Дядя Митя знал польский и немецкий. Когда он узнавал, что будет облава (а тогда уже немцы использовали во время облав собак), он находил нас в городе, где мы прятались в каких-нибудь подворотнях и лопухах, и отводил нас на пустырь недалеко от своей хибарки. А там были такие заросли репейника, что никто туда не совался. Дядя Митя вырыл там яму - наше убежище. Во время облав он закидывал нас лопухами сверху. Лето, жара, пить хочется, а мы лежим и слышим в стороне вопли, стрельбу, лай собак…
Ну сколько можно в этих лопухах!
А нас искают немцы и собаки.
И страшно. Он большой, как небо - страх.
И пИсать хочется, и громко-громко плакать.
В этой книжечке детских стихов есть и примечания Аллы. Она вспоминает, как однажды, когда они прятались в лопухах и смотрели сквозь них, рядом прошёл немец с большой собакой: "Она оглядывалась на нас и махала хвостом. Он больно дернул ее, собака взвизгнула".
Если б я была его собакой,
Я бы немцу руки искусала,
а потом бы спряталась в овраге
и смеялась, и бока лизала.
"Когда я совсем ослабела от голода, Мэрочка носила меня на спине, не оставила, как ей советовали".
Не ходят уже мои ножки.
Никак не подняться мне.
И Мэрочка на спине
таскает меня осторожно.
Идет-идет и качается,
пока день не кончается.
А ещё был случай, когда "совсем мальчишечье лицо с голубыми глазами на минуту рассеяло страх перед немцем".
На луже бабочка лежала.
Лежала вся и не дышала.
Я под нее ладошку сунула
и подняла, в лицо подунула.
рукой махала.

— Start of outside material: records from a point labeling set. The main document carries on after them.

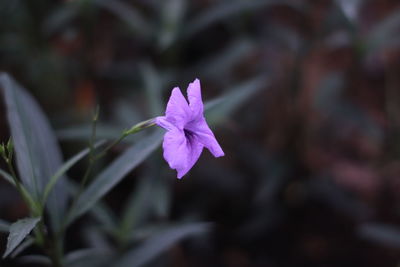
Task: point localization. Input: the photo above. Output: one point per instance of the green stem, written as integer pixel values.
(34, 207)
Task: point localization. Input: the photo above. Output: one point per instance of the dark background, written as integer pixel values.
(311, 135)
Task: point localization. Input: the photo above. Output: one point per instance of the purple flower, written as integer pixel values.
(187, 130)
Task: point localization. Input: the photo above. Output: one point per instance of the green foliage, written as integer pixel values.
(18, 232)
(33, 136)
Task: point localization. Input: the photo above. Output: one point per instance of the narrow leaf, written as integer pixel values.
(64, 168)
(7, 177)
(114, 173)
(219, 108)
(385, 33)
(37, 152)
(24, 245)
(129, 15)
(4, 226)
(227, 9)
(159, 243)
(18, 231)
(381, 233)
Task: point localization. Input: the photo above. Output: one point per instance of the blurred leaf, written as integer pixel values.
(7, 177)
(4, 226)
(221, 107)
(227, 9)
(172, 12)
(381, 233)
(37, 152)
(160, 242)
(39, 260)
(61, 17)
(350, 9)
(153, 86)
(385, 33)
(64, 168)
(100, 211)
(114, 173)
(18, 231)
(329, 92)
(87, 257)
(221, 63)
(137, 206)
(24, 245)
(129, 15)
(82, 132)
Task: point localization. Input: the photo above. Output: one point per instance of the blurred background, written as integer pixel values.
(303, 96)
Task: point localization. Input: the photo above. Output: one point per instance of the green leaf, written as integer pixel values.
(81, 132)
(38, 260)
(218, 109)
(129, 15)
(18, 231)
(24, 245)
(160, 242)
(114, 173)
(385, 33)
(7, 177)
(37, 152)
(381, 233)
(64, 168)
(227, 9)
(88, 257)
(4, 226)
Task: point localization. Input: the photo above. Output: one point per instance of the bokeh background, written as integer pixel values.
(303, 96)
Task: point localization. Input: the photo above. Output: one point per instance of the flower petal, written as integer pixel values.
(181, 151)
(195, 100)
(205, 136)
(178, 111)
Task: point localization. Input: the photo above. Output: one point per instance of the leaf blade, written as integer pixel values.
(18, 231)
(118, 170)
(38, 155)
(160, 242)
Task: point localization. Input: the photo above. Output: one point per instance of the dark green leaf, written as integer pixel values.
(7, 177)
(87, 257)
(381, 233)
(227, 9)
(160, 242)
(64, 168)
(37, 152)
(114, 173)
(24, 245)
(18, 231)
(4, 226)
(218, 109)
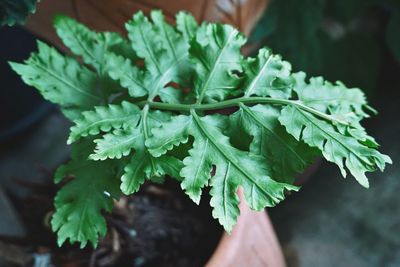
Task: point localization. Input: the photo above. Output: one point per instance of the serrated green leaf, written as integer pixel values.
(331, 98)
(91, 46)
(281, 119)
(286, 156)
(79, 204)
(187, 25)
(267, 75)
(344, 151)
(105, 119)
(61, 80)
(240, 168)
(216, 54)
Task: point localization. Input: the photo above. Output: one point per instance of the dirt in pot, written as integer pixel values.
(158, 226)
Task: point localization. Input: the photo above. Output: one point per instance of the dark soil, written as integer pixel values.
(158, 226)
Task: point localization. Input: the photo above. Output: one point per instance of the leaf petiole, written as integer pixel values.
(236, 102)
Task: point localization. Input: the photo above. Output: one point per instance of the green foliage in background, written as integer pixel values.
(15, 11)
(144, 108)
(335, 38)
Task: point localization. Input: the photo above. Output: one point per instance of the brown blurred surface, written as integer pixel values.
(111, 15)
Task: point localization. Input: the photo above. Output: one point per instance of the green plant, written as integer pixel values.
(12, 12)
(136, 121)
(331, 37)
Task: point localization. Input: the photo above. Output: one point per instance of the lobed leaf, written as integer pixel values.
(344, 151)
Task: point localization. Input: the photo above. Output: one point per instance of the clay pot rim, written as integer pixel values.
(232, 246)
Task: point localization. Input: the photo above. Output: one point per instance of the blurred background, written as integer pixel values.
(332, 221)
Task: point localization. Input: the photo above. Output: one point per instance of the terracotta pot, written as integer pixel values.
(253, 241)
(111, 15)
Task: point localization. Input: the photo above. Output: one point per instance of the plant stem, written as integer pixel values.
(236, 102)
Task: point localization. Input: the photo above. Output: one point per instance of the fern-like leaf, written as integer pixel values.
(146, 112)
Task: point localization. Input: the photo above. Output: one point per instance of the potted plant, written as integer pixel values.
(143, 109)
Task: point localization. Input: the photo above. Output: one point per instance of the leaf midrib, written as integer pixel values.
(207, 135)
(214, 67)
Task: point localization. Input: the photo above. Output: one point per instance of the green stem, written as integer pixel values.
(236, 102)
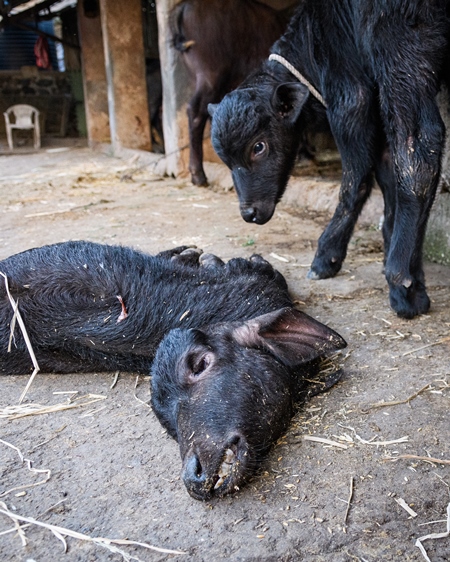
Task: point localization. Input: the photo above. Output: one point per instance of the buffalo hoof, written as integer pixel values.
(190, 256)
(169, 254)
(409, 302)
(211, 261)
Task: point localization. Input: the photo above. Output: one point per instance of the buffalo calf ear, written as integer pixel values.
(288, 100)
(292, 336)
(212, 108)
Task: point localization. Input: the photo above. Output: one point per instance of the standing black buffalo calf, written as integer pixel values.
(230, 353)
(221, 41)
(372, 68)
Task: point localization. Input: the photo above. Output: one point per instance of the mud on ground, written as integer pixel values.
(114, 471)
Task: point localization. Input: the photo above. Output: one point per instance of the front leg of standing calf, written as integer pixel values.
(333, 243)
(197, 116)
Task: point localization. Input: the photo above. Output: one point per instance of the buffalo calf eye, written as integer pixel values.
(259, 148)
(200, 366)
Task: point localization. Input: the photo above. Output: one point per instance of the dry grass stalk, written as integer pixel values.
(138, 399)
(418, 458)
(25, 337)
(23, 410)
(325, 441)
(350, 496)
(434, 536)
(30, 468)
(401, 502)
(61, 532)
(377, 443)
(405, 401)
(442, 340)
(116, 378)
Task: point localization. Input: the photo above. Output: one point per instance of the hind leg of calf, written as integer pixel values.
(418, 170)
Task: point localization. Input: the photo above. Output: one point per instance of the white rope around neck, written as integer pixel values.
(299, 76)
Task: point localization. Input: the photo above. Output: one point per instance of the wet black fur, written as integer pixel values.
(379, 65)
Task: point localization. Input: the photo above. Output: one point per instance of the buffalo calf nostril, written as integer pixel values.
(249, 214)
(193, 469)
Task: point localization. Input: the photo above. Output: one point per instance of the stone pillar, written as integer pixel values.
(125, 71)
(94, 78)
(177, 90)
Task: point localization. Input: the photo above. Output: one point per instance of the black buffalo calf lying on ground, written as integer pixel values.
(373, 69)
(228, 353)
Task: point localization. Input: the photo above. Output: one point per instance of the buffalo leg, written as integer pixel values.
(198, 115)
(357, 181)
(416, 136)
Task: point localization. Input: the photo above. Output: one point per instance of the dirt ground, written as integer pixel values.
(114, 471)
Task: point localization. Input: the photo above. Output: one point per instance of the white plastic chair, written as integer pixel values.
(26, 117)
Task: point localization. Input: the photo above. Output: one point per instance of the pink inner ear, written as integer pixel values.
(291, 335)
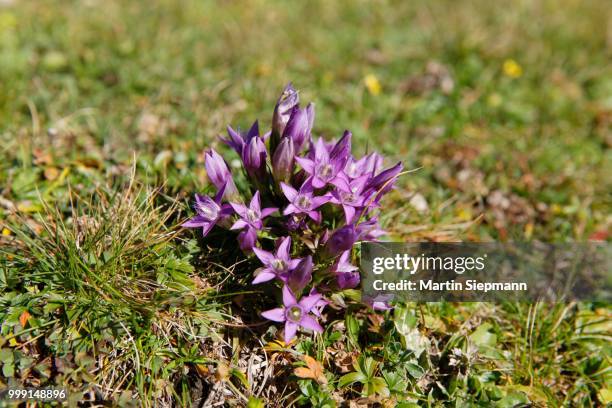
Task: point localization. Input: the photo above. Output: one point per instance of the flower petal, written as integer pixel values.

Я хотела,
чтоб улетела.
А немец, он в тени сидел,
Смотрел сюда, смотрел, смотрел,
И подошел, и сел на корточки.
И он не страшный был нисколечко.
А может, просто он забыл,
что немцем был.
СПАСЕНИЕ
- А чем вы питались? - задаю очередной вопрос Алле Наумовне.
- Тем, что находили на улицах - кусок огурца, надкушенное яблоко. Сестричка меня оставляла где-то в лопухах или у речушки (приток Буга), а сама уходила к базару на поиски объедков.
Нашли большой огурец,
на палочку посадили,
нарочно глаза закрыли
и хрумкаем понемножку:
хлеб, вареничек, холодец,
хлеб, вареничек, холодец,
и булочка на дорожку.
Это у нас было что-то вроде игры: найдем брошенный кусок, по крошечке откусываем и представляем…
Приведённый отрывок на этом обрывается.